Always enthusiastic about technology, he took great interest in the newly-invented automobile, purchasing an Oldsmobile Runabout in 1903. He held strong Christian beliefs, and wrote about his ideas and observations of contemporary society in his trade journal Gleanings in Bee Culture.
When he read sketchy newspaper reports about the Wright Brothers in early 1904, he decided to visit them and learn more. He drove his car nearly 200 miles on primitive roads to Dayton. On September 20, he witnessed Wilbur Wright fly the first complete circle by a heavier than air flying machine. He apparently also saw several other flights. Greatly enthusiastic about aviation, he delayed publishing an account of the flights in his magazine until the following January at the request of the Wrights.
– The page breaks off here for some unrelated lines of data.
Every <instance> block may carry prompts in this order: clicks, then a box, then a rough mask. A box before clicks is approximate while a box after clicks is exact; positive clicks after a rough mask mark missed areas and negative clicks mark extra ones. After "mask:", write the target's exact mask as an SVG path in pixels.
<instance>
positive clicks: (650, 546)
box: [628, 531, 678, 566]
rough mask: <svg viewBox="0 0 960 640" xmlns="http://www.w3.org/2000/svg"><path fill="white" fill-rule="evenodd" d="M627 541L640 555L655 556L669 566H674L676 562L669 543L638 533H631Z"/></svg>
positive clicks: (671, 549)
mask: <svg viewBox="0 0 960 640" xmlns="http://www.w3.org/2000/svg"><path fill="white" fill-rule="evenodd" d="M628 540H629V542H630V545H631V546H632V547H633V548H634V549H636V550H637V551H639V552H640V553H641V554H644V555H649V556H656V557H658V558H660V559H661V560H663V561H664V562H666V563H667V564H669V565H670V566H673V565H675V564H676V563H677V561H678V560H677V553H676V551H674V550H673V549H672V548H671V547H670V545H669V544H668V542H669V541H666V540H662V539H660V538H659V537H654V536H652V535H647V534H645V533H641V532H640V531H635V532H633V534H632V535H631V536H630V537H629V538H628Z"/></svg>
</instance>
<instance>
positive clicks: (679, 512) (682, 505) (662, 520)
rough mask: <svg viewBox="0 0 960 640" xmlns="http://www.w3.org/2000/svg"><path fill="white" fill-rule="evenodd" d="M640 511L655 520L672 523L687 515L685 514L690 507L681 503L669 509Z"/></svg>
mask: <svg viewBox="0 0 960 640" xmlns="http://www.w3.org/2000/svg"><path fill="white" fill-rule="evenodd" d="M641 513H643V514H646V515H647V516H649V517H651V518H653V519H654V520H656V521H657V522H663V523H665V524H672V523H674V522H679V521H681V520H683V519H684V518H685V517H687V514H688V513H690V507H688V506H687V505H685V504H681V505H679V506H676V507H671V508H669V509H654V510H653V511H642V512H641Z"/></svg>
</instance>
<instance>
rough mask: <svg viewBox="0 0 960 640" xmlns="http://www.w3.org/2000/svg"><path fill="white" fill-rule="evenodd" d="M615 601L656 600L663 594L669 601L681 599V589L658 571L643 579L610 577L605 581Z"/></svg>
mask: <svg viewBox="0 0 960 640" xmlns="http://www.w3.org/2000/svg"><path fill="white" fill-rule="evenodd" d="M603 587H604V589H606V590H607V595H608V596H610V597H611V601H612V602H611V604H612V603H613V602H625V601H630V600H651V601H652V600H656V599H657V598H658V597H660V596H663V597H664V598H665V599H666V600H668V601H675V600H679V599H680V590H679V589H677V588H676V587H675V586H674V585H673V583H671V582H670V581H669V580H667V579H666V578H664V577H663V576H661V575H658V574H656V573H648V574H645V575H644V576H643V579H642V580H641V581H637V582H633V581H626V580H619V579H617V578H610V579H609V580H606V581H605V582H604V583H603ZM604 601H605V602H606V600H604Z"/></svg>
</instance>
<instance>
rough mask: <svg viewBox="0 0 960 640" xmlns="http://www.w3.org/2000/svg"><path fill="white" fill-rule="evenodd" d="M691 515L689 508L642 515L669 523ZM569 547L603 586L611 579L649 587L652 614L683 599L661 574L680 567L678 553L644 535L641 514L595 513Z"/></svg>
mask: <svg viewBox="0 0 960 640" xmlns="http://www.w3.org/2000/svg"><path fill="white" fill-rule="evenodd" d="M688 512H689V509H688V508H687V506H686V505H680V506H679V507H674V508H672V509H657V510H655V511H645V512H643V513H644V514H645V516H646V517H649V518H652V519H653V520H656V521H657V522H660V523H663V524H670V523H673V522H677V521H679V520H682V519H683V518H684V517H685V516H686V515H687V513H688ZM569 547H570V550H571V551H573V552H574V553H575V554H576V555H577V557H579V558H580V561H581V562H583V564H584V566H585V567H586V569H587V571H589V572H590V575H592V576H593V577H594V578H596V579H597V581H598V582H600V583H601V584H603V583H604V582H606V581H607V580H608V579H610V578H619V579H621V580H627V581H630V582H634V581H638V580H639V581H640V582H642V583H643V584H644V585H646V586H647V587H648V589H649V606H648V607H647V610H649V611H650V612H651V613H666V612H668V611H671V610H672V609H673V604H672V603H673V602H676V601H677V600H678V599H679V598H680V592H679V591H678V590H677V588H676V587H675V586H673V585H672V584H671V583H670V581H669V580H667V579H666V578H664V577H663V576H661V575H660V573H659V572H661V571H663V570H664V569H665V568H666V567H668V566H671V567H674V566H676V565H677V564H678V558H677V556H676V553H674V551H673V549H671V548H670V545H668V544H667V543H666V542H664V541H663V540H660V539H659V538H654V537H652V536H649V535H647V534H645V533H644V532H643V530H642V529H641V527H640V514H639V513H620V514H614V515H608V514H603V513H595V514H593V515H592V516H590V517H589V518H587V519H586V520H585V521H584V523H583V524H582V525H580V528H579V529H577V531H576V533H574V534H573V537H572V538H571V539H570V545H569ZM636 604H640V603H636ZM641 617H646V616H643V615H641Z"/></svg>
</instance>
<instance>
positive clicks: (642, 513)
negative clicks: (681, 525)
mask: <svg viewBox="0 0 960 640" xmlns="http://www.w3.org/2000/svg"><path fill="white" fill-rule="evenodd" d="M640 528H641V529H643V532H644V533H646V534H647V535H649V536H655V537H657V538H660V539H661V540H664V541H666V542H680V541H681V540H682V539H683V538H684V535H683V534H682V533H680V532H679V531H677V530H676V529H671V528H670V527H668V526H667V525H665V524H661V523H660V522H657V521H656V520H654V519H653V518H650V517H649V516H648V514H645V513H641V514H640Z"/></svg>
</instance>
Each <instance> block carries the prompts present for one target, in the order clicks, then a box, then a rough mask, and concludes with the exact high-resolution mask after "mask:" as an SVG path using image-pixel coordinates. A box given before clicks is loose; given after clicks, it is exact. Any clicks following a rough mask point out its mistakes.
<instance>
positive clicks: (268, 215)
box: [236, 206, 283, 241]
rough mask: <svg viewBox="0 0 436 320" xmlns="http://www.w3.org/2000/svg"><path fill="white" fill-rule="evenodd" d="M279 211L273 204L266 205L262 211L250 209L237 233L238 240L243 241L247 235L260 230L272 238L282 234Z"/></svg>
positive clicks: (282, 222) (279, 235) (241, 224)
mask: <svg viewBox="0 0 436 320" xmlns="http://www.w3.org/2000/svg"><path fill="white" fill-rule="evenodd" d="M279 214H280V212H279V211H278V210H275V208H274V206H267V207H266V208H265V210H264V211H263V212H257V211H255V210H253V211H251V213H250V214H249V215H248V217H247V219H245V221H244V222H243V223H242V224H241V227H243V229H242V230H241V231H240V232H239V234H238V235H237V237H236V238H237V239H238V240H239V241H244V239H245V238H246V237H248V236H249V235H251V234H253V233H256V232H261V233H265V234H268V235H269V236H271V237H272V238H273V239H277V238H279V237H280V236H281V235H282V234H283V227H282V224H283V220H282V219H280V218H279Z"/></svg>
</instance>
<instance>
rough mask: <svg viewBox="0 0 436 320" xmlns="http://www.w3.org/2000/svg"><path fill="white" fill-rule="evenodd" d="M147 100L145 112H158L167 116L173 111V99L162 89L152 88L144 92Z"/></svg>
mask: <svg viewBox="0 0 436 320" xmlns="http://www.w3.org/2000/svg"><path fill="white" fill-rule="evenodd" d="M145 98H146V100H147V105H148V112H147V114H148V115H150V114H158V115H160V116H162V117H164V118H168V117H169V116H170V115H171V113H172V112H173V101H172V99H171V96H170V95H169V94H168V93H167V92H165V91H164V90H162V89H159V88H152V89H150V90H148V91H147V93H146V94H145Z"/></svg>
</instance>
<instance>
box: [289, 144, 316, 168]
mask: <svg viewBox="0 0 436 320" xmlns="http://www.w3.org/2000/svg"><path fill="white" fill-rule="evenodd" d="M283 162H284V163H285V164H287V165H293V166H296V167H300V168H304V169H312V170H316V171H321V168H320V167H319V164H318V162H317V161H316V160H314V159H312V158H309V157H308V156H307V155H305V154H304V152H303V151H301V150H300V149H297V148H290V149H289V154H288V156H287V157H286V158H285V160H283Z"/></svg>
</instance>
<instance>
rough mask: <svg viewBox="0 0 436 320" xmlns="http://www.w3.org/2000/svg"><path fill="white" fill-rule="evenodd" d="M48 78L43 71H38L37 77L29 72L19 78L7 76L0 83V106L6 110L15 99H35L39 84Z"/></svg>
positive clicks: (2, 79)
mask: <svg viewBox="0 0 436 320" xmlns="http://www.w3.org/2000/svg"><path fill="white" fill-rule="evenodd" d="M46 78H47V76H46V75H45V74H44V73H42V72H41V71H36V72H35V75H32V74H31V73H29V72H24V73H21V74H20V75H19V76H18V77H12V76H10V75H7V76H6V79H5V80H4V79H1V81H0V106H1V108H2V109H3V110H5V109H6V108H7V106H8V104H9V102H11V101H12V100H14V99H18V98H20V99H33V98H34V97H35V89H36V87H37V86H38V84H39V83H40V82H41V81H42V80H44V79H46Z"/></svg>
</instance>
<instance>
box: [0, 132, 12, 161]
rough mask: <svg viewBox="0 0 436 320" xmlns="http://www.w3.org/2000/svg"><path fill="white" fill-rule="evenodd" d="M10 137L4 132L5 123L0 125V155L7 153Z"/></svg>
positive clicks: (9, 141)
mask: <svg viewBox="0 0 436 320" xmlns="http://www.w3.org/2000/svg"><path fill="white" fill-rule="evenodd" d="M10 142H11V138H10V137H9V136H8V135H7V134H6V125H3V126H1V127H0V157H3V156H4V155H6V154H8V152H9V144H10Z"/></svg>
That article and followups he wrote were the only published eyewitness reports of Wright Brothers flights at Huffman Prairie, a pasture outside Dayton where the Wrights developed the first practical airplane. He offered his reports to Scientific American magazine, but was turned down.
In the late 1920s his company transitioned to the manufacture of specialized candles for liturgical and other uses and continues in business to the present day.